The provider and consumer UI:s and microservices providing DS2 API, and RDF metadata storage will be installed using Docker compose. You need to configure the link to API of tailored DKAN installation togheter with its API key.
Requirements
DKAN requirements can be found on https://dkan.readthedocs.io/en/latest/installation/index.html#requirements.
CAT module server requirements will be defined later.
Software
- DKAN catalog platform (https://getdkan.org/) based on DRUPAL Content Management System (https://new.drupal.org/home)

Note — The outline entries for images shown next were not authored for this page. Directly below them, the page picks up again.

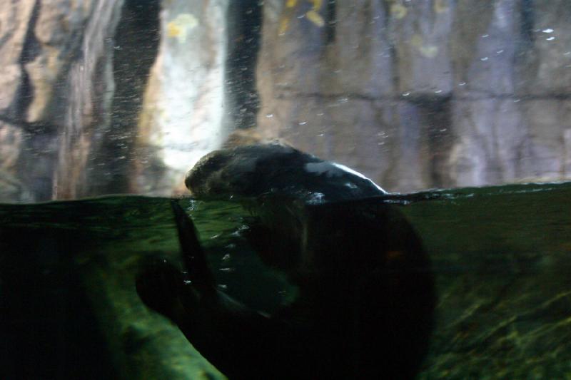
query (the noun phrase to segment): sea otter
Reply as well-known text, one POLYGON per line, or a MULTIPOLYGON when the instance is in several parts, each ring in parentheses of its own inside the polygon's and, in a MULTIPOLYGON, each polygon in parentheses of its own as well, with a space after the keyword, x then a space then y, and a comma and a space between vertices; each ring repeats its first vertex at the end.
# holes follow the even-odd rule
POLYGON ((173 202, 188 272, 155 263, 138 277, 137 291, 228 378, 414 377, 428 349, 433 279, 398 210, 382 198, 358 200, 382 189, 275 145, 216 151, 186 183, 196 197, 256 197, 248 198, 247 237, 299 289, 269 316, 230 298, 216 286, 191 219, 173 202))

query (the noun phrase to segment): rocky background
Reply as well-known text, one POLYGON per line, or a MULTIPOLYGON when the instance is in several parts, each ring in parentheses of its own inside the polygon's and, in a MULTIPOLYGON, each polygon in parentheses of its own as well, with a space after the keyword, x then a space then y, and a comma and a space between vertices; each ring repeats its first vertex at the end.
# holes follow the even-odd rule
POLYGON ((569 0, 0 5, 0 200, 180 193, 235 129, 390 191, 571 177, 569 0))

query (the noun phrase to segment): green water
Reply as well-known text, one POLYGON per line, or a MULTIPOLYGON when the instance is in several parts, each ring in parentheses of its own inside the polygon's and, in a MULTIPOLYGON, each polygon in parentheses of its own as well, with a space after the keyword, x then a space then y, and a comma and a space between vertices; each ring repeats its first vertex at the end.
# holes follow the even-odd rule
MULTIPOLYGON (((433 261, 437 322, 420 379, 571 378, 570 200, 567 183, 370 201, 399 207, 433 261)), ((0 205, 1 378, 222 378, 135 292, 146 257, 178 260, 168 202, 0 205)), ((295 297, 241 237, 240 204, 181 204, 228 293, 268 312, 295 297)))

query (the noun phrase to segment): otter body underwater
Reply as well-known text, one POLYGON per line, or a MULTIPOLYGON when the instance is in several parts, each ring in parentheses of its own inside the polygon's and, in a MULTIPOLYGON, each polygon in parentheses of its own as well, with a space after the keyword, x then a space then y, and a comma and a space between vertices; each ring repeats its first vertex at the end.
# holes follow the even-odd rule
POLYGON ((358 200, 385 194, 380 188, 278 145, 216 151, 186 183, 198 197, 257 197, 246 237, 299 289, 270 316, 218 290, 192 220, 173 201, 188 273, 155 264, 138 277, 137 291, 228 378, 415 376, 432 329, 433 279, 398 210, 358 200))

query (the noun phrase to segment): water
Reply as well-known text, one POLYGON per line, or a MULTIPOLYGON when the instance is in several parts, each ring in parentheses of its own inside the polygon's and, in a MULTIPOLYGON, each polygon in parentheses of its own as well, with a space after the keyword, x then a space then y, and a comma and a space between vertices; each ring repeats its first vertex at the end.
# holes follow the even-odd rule
MULTIPOLYGON (((390 195, 420 234, 438 293, 420 379, 571 376, 571 183, 390 195)), ((360 201, 361 202, 361 201, 360 201)), ((218 379, 134 289, 141 262, 178 262, 167 198, 0 205, 2 378, 218 379)), ((295 289, 241 235, 239 203, 181 204, 218 283, 271 312, 295 289)))

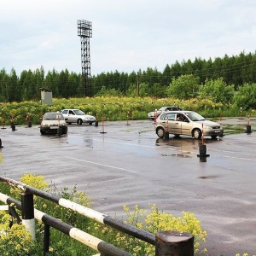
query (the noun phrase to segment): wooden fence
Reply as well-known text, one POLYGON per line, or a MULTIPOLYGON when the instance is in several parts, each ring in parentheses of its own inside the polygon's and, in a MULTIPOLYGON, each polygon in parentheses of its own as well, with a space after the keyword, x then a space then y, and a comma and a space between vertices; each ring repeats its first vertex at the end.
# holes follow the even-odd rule
MULTIPOLYGON (((97 237, 95 237, 83 230, 66 224, 58 218, 34 208, 33 195, 39 196, 44 200, 50 201, 67 209, 70 209, 94 219, 101 224, 108 225, 115 230, 132 236, 141 241, 155 246, 155 256, 176 255, 192 256, 194 255, 194 237, 189 233, 177 231, 161 231, 155 236, 137 229, 132 225, 126 224, 116 218, 101 213, 91 208, 77 204, 64 198, 57 197, 50 193, 31 187, 15 180, 0 177, 0 182, 9 186, 19 188, 21 193, 21 201, 16 201, 7 195, 0 193, 0 201, 7 204, 9 212, 16 218, 18 222, 22 223, 31 233, 32 239, 35 239, 35 219, 43 221, 44 224, 44 255, 49 248, 49 227, 52 227, 67 236, 79 241, 79 242, 98 251, 101 256, 129 256, 131 253, 116 247, 97 237), (15 206, 21 211, 22 219, 17 214, 15 206)), ((7 209, 4 206, 3 208, 7 209)))

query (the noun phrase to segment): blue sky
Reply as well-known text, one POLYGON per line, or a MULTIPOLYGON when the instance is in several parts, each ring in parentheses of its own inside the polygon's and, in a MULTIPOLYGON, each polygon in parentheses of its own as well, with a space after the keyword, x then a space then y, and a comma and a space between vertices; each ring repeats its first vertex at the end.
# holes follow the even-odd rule
POLYGON ((0 70, 81 73, 77 20, 92 22, 91 75, 255 53, 254 0, 1 0, 0 70))

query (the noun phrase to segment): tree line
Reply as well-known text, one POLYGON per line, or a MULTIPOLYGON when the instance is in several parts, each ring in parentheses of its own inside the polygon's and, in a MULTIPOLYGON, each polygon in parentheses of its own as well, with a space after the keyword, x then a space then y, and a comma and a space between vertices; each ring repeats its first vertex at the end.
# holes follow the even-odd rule
MULTIPOLYGON (((162 72, 148 67, 145 71, 131 73, 117 70, 102 73, 90 78, 90 96, 205 96, 255 108, 254 101, 248 102, 245 97, 247 95, 256 98, 255 80, 255 53, 241 52, 238 55, 225 55, 214 60, 195 58, 194 61, 176 61, 171 66, 167 64, 162 72)), ((41 67, 35 71, 24 70, 18 76, 14 68, 9 73, 3 68, 0 71, 0 102, 40 100, 41 88, 51 90, 55 98, 83 97, 83 84, 81 73, 70 73, 67 69, 60 73, 53 69, 45 74, 41 67)))

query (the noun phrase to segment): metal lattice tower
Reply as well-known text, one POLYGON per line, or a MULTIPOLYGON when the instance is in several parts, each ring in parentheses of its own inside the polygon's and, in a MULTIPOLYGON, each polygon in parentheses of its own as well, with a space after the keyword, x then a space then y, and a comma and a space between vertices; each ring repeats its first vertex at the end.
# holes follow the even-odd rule
POLYGON ((90 85, 90 38, 92 37, 91 22, 84 20, 78 20, 78 36, 81 39, 81 61, 84 96, 91 96, 90 85))

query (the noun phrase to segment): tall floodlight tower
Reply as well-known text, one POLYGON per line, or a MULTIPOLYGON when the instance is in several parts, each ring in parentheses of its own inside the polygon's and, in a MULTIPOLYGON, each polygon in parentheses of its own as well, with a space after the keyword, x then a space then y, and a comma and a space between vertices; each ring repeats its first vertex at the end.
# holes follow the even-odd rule
POLYGON ((78 36, 81 38, 81 61, 84 96, 91 96, 90 38, 92 37, 91 22, 78 20, 78 36))

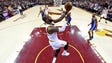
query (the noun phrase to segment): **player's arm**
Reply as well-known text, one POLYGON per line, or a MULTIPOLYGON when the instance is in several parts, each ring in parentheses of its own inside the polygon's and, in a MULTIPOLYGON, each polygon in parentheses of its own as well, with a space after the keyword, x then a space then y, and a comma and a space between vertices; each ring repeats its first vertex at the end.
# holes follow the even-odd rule
POLYGON ((91 24, 91 23, 89 23, 88 26, 89 26, 90 24, 91 24))
POLYGON ((63 32, 66 29, 66 25, 67 25, 67 22, 64 22, 63 26, 59 27, 59 28, 55 27, 55 26, 48 26, 47 32, 49 34, 52 34, 52 33, 55 33, 55 32, 63 32))
POLYGON ((97 18, 95 17, 94 19, 95 23, 96 23, 96 30, 97 30, 97 27, 98 27, 98 21, 97 21, 97 18))
POLYGON ((58 19, 53 19, 53 22, 57 23, 57 22, 62 21, 62 19, 68 14, 69 14, 68 12, 64 12, 63 15, 61 15, 61 17, 59 17, 58 19))
POLYGON ((40 11, 39 11, 39 13, 38 13, 38 17, 39 17, 39 15, 40 15, 40 13, 41 13, 41 10, 42 10, 42 8, 40 7, 40 11))

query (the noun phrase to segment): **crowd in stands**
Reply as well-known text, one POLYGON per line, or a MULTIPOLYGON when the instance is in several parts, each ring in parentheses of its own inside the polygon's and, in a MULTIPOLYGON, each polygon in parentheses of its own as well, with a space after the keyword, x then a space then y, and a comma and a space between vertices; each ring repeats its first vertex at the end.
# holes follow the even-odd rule
MULTIPOLYGON (((108 9, 108 19, 112 21, 112 0, 62 0, 62 4, 71 1, 74 6, 101 14, 108 9)), ((0 21, 8 19, 36 4, 53 4, 53 0, 0 0, 0 21)))
POLYGON ((0 21, 8 19, 35 4, 32 0, 0 0, 0 21))
POLYGON ((101 15, 106 8, 107 20, 112 21, 112 0, 74 0, 73 5, 98 15, 101 15))

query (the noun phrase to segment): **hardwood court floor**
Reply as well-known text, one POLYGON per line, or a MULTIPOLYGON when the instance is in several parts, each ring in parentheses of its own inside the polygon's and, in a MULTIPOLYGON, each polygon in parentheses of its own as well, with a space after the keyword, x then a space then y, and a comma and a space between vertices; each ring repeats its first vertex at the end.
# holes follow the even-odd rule
MULTIPOLYGON (((15 59, 18 57, 21 50, 24 48, 27 41, 30 39, 30 34, 33 29, 39 28, 43 21, 41 16, 38 17, 40 5, 30 8, 24 11, 24 16, 15 15, 0 23, 0 63, 14 63, 15 59)), ((43 6, 42 6, 43 7, 43 6)), ((50 11, 59 12, 57 9, 61 7, 49 7, 50 11)), ((88 24, 91 21, 91 13, 84 11, 82 9, 73 7, 71 10, 72 22, 71 24, 76 26, 79 30, 84 43, 88 39, 88 30, 90 26, 88 24)), ((51 15, 52 18, 58 18, 58 16, 51 15)), ((98 17, 99 20, 99 17, 98 17)), ((62 22, 55 25, 61 26, 62 22)), ((107 24, 102 22, 98 23, 99 30, 109 30, 112 31, 112 23, 108 21, 107 24)), ((47 25, 42 25, 46 27, 47 25)), ((108 32, 111 34, 111 32, 108 32)), ((82 39, 81 39, 82 40, 82 39)), ((82 41, 83 42, 83 41, 82 41)), ((112 62, 112 38, 109 36, 99 35, 95 33, 94 39, 90 41, 93 45, 92 49, 96 50, 98 54, 106 61, 106 63, 112 62)), ((75 44, 76 45, 76 44, 75 44)), ((69 47, 72 49, 71 47, 69 47)), ((71 52, 74 53, 74 52, 71 52)), ((50 53, 48 53, 50 54, 50 53)))

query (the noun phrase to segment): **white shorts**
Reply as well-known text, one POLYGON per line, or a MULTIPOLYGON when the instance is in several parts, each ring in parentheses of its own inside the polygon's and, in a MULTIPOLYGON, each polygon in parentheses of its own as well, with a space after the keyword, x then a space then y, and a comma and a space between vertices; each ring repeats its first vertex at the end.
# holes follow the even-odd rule
POLYGON ((57 40, 57 41, 49 41, 49 44, 51 45, 51 47, 53 48, 53 50, 57 50, 61 47, 64 47, 67 42, 66 41, 63 41, 63 40, 57 40))
POLYGON ((107 18, 107 15, 106 14, 102 14, 101 17, 107 18))

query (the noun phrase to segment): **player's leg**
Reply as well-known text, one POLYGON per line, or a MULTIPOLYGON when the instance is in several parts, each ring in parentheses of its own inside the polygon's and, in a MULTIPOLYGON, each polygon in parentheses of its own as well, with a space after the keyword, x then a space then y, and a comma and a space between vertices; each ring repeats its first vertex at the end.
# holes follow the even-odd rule
POLYGON ((59 52, 60 52, 60 49, 57 49, 57 50, 55 51, 55 54, 54 54, 52 63, 55 63, 55 62, 56 62, 56 59, 57 59, 57 57, 58 57, 59 52))

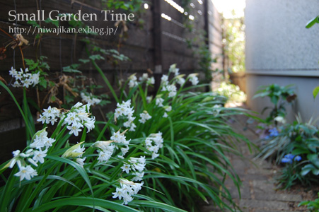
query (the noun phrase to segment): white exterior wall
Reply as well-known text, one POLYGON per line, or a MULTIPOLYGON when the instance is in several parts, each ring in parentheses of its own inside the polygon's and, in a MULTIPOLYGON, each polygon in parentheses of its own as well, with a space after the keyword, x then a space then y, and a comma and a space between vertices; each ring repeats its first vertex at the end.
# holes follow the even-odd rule
POLYGON ((312 94, 319 86, 319 24, 305 28, 318 15, 318 0, 246 0, 246 86, 252 110, 272 105, 266 98, 252 99, 260 86, 294 84, 297 100, 289 119, 297 112, 303 121, 319 117, 319 97, 314 100, 312 94))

- Fastapi.js for CAT API Gateway (https://fastapi.tiangolo.com/)
- Moleculer.js microservices for API functionality (https://moleculer.services/index.html)
- React.js for UI (https://react.dev/)
- react-jsonschema-form module for editing metadata (https://rjsf-team.github.io/react-jsonschema-form/docs/)
- Fuseki as metadata store (https://jena.apache.org/documentation/fuseki2/)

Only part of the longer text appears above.